Instrument offers better analysis for difficult samples
The latest SPECTROMAXx boasts improved user management and performance.
SPECTRO has brought onto the market the third generation of its SPECTROMAXx stationary metal analyser.
The company said it has improved operation of the instrument with the use of toolbar buttons, a user management system, and a separation of operation from programming of the instrument.
The SPECTROMAXx is used mainly for material testing in foundries and for incoming and outgoing inspections in the metal industry.

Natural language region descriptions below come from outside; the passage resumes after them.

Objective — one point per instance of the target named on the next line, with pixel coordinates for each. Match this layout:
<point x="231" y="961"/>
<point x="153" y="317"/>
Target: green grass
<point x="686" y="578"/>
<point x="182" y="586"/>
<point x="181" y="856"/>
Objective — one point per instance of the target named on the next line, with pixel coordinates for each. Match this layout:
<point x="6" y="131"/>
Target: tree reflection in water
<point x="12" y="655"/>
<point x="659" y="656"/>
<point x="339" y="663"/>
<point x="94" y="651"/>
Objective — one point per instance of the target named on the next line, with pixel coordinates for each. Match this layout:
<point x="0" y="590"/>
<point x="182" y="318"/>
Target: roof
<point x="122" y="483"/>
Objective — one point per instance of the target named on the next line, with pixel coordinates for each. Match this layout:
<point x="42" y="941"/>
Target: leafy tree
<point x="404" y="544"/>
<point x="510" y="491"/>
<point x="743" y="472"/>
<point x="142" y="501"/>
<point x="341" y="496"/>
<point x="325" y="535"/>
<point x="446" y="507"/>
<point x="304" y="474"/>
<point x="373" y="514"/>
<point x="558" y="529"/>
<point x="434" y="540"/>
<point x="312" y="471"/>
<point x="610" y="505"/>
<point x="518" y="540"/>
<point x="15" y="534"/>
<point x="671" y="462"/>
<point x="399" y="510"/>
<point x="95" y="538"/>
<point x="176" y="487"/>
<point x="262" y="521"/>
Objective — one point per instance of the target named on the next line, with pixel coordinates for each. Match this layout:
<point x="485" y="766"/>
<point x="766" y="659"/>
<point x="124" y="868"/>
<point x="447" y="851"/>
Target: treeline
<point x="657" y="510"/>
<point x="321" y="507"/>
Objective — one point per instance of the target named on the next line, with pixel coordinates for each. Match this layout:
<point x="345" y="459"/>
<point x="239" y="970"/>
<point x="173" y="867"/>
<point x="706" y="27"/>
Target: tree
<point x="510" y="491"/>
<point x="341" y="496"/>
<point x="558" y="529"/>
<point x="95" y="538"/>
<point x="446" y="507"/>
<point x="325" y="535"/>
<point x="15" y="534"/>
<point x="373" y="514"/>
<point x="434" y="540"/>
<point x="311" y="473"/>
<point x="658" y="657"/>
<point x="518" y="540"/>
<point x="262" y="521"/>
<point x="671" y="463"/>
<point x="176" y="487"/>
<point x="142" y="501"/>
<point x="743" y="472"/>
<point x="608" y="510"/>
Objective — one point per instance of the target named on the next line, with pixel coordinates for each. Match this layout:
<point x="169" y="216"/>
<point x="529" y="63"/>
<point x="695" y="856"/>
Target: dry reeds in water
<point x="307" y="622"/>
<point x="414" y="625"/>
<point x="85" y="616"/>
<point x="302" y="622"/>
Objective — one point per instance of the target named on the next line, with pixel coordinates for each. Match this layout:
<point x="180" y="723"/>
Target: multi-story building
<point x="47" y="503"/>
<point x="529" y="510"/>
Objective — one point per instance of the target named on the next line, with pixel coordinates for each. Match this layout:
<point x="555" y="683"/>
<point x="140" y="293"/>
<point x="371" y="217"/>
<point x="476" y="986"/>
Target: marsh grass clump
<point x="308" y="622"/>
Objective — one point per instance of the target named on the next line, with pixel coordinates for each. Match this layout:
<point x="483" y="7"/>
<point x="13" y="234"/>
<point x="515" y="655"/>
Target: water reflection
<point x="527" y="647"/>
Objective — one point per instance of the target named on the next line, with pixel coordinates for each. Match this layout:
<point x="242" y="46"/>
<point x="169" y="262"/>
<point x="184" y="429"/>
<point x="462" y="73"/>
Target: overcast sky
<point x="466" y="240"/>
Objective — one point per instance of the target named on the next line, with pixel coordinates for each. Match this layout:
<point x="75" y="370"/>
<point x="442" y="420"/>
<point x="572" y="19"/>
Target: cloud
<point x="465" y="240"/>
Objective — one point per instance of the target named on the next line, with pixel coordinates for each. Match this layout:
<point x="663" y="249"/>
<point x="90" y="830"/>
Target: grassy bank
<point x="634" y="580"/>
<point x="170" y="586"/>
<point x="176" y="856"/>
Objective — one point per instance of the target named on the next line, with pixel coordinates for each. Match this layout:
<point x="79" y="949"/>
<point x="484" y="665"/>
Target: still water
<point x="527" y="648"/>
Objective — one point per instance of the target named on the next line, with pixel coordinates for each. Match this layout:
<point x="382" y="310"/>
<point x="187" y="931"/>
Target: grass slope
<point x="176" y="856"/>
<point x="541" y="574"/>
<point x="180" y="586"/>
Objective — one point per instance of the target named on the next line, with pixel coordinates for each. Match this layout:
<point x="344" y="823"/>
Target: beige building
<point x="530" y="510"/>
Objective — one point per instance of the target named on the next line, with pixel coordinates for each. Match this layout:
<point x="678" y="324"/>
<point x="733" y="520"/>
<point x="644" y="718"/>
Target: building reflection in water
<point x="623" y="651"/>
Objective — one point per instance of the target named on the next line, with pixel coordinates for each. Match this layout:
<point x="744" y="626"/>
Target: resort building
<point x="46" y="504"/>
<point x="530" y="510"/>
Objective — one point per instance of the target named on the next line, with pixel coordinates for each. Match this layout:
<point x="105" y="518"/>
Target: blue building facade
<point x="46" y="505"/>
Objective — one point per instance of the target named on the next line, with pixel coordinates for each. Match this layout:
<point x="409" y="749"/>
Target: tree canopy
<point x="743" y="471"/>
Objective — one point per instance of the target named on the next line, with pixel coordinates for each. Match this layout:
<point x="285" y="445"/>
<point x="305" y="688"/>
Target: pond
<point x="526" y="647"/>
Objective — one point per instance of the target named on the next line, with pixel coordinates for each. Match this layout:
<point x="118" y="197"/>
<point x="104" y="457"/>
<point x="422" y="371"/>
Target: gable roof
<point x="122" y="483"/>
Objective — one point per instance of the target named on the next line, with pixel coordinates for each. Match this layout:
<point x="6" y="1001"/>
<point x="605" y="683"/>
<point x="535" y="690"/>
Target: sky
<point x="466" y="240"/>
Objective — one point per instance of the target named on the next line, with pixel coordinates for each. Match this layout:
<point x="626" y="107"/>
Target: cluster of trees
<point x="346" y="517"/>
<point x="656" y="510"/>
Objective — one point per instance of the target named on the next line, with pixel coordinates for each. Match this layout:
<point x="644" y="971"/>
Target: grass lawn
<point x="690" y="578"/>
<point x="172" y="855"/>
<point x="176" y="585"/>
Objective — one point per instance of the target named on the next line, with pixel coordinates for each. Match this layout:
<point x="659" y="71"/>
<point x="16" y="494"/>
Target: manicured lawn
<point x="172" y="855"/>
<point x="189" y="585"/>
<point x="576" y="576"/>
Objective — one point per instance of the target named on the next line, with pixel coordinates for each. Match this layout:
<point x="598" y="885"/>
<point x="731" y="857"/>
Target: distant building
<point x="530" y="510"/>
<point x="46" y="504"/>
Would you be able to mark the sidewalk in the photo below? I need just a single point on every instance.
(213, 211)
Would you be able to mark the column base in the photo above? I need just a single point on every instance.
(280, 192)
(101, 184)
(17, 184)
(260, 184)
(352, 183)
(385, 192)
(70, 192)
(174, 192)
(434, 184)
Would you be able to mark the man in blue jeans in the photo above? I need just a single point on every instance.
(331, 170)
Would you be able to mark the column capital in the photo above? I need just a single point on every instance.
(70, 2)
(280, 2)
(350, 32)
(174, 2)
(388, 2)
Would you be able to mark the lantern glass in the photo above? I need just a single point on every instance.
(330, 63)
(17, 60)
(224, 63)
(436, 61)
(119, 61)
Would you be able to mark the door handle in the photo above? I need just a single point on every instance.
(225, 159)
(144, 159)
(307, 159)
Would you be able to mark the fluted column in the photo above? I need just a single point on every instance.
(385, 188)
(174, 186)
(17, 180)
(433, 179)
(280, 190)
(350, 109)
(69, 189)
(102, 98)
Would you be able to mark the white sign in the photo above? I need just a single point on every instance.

With it, users are able to determine all of the elements used in the metal industry, including trace analysis of carbon, phosphorous, sulfur and nitrogen.
Calibration modules are available for base metals: iron, aluminum, copper, nickel, cobalt, titanium, magnesium, zinc, tin and lead.
Benefits of the latest instrument include:
- The measurement is no longer controlled through the menu, but with symbols and toolbar buttons. Once a procedure has been started, only the functions that are logical at that point in time are active in the control software – all other commands are hidden.
- The metal analyser also offers a user management system that permits rights for individual employees to be determined.
- Separation of the operating module from the method development module is an major advantage of the new instrument’s software. Information needed for operation is directly accessible without having to change the method data.
- The SPECTROMAXx’s analytical diagnosis system also has been improved. The instrument independently monitors all operating parameters. It even shows when the spark stand needs to be cleaned depending on the type of samples being analysed.
The SPECTROMAXx is delivered together with Result Manager, an analysis archive software.
The Result Manager documents when a given sample was analysed and the measurements the instrument delivered.
This enables paperless documentation that is also suitable for audits.
Additionally, the Result Manager provides filtering und sorting capabilities. It also shows, using trend charts, how often and for which samples quality-relevant tolerances for individual selected elements have been met or exceeded.